The most important consideration is low density: no more than 16 units on the 0.83 acre of land. Consider senior housing and keep the local school boundaries the same so our children are not forced to travel across town.
Traffic now is congested. Fewer people mean less noise and gas emissions.
Provide open space: a green park setting which is necessary for relaxation and enjoyment.
Offer affordable Income levels: inclusion of diversity fosters understanding and community.
Offer several units for purchase to instill pride of ownership.
Offer adequate parking for Residents and Visitors — One space per unit of 1.25 is too few. Street parking now is difficult.
Follow the Design Review Manual: Create a pleasing design fitting in with our historical homes, including proper setbacks and a two-story height limit.
Establish a green building sustainable design.
Use shielded lighting.
Responsible management of the completed project insures confidence for all stakeholders. Carefully consider all these points as this is where we live and we wish to welcome our new neighbors.
As I was working in my kitchen on the day after Halloween I noticed a group of adults and children, each with a large plastic bag, milling around the Gibbons and Northwood street corner. Soon they commenced walking up Northwood Drive picking up the many candy wrappers and other debris on the side walk, street and median strip.
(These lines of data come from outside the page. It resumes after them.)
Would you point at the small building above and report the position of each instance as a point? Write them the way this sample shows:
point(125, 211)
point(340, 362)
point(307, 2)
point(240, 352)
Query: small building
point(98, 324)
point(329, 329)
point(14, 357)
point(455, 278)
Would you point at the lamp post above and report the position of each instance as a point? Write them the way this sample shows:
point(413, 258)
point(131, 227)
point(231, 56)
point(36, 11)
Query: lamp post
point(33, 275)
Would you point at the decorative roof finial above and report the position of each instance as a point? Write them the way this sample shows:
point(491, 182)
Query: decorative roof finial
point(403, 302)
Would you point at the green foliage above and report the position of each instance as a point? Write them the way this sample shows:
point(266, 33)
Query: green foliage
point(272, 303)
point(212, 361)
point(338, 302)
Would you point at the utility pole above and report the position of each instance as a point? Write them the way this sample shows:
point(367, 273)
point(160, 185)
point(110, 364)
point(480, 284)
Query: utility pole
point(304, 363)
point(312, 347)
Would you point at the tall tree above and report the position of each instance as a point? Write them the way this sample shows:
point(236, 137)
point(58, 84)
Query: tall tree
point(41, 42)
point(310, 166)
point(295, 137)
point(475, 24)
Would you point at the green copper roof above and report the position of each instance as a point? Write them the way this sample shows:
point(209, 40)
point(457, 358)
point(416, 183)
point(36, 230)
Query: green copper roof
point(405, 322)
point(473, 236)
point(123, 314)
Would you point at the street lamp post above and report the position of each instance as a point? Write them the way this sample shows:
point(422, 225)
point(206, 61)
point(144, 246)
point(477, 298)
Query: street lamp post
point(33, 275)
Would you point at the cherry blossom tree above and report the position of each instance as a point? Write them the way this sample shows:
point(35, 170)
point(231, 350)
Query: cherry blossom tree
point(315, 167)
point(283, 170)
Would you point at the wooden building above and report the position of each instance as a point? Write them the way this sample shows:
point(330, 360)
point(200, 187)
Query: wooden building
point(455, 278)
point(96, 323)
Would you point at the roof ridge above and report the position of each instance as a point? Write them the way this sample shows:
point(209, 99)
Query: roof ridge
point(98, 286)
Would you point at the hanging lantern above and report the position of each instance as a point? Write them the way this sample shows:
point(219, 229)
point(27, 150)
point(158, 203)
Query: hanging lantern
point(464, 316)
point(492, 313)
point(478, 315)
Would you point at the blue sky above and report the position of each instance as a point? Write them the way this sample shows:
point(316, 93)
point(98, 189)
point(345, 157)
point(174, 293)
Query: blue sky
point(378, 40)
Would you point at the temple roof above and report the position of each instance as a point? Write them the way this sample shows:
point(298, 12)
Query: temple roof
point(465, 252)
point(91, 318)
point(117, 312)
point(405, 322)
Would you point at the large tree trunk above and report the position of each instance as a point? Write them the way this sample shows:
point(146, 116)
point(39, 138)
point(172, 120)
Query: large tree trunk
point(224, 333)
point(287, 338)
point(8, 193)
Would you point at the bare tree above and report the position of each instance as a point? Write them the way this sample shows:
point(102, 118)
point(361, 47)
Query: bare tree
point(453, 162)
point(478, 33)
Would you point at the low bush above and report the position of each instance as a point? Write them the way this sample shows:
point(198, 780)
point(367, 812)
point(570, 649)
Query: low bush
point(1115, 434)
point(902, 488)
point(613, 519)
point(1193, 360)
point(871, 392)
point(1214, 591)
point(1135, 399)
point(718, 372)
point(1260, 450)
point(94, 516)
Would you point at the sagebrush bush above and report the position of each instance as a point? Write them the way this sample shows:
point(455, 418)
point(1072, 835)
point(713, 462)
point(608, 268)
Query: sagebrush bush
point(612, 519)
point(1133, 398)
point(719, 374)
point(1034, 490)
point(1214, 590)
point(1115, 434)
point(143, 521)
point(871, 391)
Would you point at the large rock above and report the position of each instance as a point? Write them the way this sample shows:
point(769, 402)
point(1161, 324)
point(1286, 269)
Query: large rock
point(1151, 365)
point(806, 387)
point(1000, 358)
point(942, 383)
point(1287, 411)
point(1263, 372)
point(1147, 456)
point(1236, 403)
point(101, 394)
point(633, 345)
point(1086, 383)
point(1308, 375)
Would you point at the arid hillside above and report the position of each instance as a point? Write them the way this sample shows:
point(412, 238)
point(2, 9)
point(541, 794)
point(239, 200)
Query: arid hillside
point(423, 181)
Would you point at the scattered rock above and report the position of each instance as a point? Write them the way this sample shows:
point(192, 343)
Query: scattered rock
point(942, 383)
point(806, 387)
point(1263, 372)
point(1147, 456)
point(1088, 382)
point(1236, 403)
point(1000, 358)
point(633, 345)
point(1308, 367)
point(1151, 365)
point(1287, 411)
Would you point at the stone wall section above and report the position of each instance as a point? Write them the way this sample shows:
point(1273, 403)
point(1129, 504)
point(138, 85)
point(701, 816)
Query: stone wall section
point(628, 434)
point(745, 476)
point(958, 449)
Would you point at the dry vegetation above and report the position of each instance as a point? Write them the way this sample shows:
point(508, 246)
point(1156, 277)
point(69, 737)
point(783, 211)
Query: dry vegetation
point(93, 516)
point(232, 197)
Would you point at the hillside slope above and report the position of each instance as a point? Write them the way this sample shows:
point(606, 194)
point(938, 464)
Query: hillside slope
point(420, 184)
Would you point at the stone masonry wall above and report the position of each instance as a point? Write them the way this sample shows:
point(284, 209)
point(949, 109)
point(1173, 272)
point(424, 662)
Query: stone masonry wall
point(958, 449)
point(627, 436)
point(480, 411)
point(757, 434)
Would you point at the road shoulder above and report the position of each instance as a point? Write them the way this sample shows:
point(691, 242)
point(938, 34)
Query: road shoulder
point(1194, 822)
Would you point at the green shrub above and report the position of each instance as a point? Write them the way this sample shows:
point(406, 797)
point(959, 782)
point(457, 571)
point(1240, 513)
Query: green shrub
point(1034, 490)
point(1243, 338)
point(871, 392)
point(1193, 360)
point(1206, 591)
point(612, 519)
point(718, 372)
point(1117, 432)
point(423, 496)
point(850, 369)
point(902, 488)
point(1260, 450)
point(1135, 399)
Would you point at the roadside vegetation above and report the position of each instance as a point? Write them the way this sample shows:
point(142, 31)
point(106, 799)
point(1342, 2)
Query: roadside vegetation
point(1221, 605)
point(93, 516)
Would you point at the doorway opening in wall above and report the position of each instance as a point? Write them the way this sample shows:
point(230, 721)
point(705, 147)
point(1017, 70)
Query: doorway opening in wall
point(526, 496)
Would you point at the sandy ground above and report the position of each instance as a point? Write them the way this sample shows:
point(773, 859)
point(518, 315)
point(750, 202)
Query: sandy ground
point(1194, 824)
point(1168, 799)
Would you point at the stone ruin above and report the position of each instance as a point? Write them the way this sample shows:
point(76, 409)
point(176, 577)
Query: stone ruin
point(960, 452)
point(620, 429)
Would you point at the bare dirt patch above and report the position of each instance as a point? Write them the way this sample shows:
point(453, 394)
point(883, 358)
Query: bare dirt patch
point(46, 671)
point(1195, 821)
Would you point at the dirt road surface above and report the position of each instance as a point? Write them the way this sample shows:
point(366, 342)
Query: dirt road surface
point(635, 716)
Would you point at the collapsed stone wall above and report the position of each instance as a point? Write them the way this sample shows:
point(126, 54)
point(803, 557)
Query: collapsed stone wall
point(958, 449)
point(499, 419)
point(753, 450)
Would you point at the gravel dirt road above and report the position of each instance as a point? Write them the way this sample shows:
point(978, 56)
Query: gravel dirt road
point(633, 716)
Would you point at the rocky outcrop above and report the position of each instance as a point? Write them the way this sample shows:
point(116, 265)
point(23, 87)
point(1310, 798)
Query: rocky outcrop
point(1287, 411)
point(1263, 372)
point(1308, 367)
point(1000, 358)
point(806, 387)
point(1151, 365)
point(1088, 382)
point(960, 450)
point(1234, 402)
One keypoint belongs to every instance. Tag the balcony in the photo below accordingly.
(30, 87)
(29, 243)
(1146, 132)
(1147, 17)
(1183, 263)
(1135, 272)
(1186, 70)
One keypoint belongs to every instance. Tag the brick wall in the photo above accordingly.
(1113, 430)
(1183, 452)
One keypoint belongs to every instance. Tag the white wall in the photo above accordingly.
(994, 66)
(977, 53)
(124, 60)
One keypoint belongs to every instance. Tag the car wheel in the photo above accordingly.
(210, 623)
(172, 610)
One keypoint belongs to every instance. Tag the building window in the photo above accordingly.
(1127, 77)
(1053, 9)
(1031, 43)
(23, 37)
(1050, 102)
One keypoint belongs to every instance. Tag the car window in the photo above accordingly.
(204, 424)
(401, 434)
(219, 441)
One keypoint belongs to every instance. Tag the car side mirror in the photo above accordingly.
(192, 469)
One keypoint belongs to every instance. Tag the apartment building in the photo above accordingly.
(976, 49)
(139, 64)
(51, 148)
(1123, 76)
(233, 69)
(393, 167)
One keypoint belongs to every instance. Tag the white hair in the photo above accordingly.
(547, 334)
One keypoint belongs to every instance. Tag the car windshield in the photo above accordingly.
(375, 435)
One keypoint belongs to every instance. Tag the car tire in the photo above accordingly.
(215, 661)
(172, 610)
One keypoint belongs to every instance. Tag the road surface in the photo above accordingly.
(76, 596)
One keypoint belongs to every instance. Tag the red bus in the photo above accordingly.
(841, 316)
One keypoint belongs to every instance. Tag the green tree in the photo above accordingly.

The evening before there had been more than 350 ghosts, goblins and children in clever attire out trick or treating. They had left their trail of paper as they passed by. It was a real thrill to see this volunteer group out policing the streets and imparting on the young ones civic responsibility and pride in our city.
I opened the window and called out my appreciation for their efforts and hope they know the very positive impression they gave to me.
On the afternoon of Saturday, Nov. 15, my husband and daughter went to the movies at the Alameda Theatre and Cineplex. They took a new stuffed animal and at some point in her excitement of being at the movies, it must have slipped out of my daughter’s hands in the snack bar line.
She didn’t notice it was gone until she got home. My husband went back to the theater but the toy wasn’t in the lost and found. I also wrote to the theater but no luck as of yet. We can only surmise that someone found this cute handmade snail and took it home.
I hope that the person who kept it will have a change of heart, and return my daughter’s beloved toy snail to the theater’s lost and found knowing that some little girl misses her stuffed animal very much. I hope that this letter will touch others to turn in missing toys or stuffed animals in the future as well.